Centro antiviolenza Magione

Centro antiviolenza Magione: ora si lavora in rete
Come opera il punto di ascolto per contrastare il maltrattamento e la violenza verso le donne e i loro figli minori

Il punto di ascolto per contrastare il maltrattamento e la violenza verso le donne e i loro figli minori, con sede a Magione, fa il punto sulla sua attività, a pochi mesi dalla sua apertura, in occasione di una delle giornate simbolo per la difesa e la tutela dei diritti delle donne.

«Dall’apertura, avvenuta nel mese di dicembre – spiega Marcella Binaretti, presidente dell’associazione Pietro Vannucci che gestisce lo sportello –, si è proceduto nel lavoro di costruzione della rete dei servizi e nella prosecuzione del percorso formativo delle operatrici».

«All’ultimo incontro, tenutosi mercoledì scorso, – prosegue la presidente – erano presenti Eleonora Maghini e Giuseppina Marcantoni, rispettivamente assessore e dirigente area sociale del Comune di Magione; Angela Belfico e Marina Toschi per l’Asl, il maresciallo Andrea Valli del comando dei carabinieri di Magione; Carla Trastulli della polizia municipale e le tre operatrici del punto di ascolto».

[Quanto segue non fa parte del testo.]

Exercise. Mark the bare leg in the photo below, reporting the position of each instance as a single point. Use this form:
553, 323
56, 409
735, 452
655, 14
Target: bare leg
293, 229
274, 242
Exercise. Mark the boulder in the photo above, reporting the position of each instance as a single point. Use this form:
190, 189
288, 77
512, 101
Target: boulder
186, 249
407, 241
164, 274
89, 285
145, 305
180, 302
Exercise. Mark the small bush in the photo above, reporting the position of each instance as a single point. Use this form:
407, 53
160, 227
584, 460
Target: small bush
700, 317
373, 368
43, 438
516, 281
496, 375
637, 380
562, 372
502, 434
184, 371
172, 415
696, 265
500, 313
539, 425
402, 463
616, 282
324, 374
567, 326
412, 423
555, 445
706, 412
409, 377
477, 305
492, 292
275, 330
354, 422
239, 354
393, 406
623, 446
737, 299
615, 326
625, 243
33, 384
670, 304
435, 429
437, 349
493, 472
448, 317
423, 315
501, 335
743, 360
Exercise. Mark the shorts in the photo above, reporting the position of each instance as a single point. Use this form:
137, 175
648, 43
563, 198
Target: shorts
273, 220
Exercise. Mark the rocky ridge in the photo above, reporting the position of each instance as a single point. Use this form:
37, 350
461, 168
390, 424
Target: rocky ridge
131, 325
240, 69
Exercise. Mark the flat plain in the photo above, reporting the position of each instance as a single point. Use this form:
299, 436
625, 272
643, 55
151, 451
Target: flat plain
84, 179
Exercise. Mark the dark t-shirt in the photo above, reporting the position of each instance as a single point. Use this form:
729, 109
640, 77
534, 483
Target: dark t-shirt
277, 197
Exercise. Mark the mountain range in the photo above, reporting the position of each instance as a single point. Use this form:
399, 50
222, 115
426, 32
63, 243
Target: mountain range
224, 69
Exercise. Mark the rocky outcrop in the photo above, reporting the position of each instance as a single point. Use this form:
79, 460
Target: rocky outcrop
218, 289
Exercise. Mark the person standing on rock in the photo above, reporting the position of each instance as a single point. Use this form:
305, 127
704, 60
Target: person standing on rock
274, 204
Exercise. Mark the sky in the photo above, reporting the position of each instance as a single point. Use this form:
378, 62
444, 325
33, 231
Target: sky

«Si tratta di momenti fondamentali – afferma l’assessore Maghini – per la creazione di una rete di referenti all’interno di ogni servizio con il quale le operatrici dovranno prendere contatti in casi di segnalazioni o emergenze. Questo viene fatto in base a un protocollo di azioni in linea con le direttive di base che ci vengono date dal centro per le pari opportunità. Questo, infatti, rimane il responsabile di tutti i punti antiviolenza».

«I dati ufficiali in Umbria ci dicono che sono in aumento i casi di segnalazione di violenza sulle donne – afferma l’assessore -. Un dato che è, anche, il risultato della realizzazione di una rete sempre più capillare di luoghi in cui le donne possono raccontare il loro dramma. La vicinanza è, infatti, un elemento indispensabile visto che alla violenza si unisce spesso l’isolamento. Il centro di ascolto antiviolenza aperto a Magione, funzionale a tutta la zona del Trasimeno, è una delle conquiste più importanti che abbiamo realizzato sul territorio per combattere questi fenomeni». «A breve – fa sapere l’assessore Maghini – organizzeremo un incontro più tecnico con le operatrici e il centro per le pari opportunità per approfondire il percorso formativo».

Le volontarie dell’associazione Pietro Vannucci, tutte appositamente formate, saranno a disposizione delle utenti il martedì dalle 15.30 alle 18.30 e il giovedì dalle 9.30 alle 11.30, nonché al numero telefonico dedicato 075.8473063.